A genotype-to-drug diffusion model for generation of tailored anti-cancer small molecules.
Journal:
Nature communications
Published Date:
Jul 1, 2025
Abstract
Despite advances in precision oncology, developing effective cancer therapeutics remains a significant challenge due to tumor heterogeneity and the limited availability of well-defined drug targets. Recent progress in generative artificial intelligence (AI) offers a promising opportunity to address this challenge by enabling the design of hit-like anti-cancer molecules conditioned on complex genomic features. We present Genotype-to-Drug Diffusion (G2D-Diff), a generative AI approach for creating small molecule-based drug structures tailored to specific cancer genotypes. G2D-Diff demonstrates exceptional performance in generating diverse, drug-like compounds that meet desired efficacy conditions for a given genotype. The model outperforms existing methods in diversity, feasibility, and condition fitness. G2D-Diff learns directly from drug response data distributions, ensuring reliable candidate generation without separate predictors. Its attention mechanism provides insights into potential cancer targets and pathways, enhancing interpretability.

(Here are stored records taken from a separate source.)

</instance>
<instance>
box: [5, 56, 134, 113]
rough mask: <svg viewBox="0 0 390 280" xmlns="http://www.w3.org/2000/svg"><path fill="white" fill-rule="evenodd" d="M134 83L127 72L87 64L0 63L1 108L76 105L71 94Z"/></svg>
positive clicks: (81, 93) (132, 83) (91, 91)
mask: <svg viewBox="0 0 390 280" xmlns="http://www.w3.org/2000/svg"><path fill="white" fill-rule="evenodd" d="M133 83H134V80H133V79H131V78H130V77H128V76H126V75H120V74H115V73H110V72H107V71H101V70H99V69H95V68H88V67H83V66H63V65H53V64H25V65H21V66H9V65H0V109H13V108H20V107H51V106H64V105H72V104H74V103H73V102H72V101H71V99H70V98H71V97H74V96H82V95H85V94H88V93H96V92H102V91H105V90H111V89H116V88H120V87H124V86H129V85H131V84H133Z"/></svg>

In triple-negative breast cancer case studies, G2D-Diff generated plausible hit-like candidates by focusing on relevant pathways. By combining realistic hit-like molecule generation with relevant pathway suggestions for specific genotypes, G2D-Diff represents a significant advance in AI-guided, personalized drug discovery. This approach has the potential to accelerate drug development for challenging cancers by streamlining hit identification.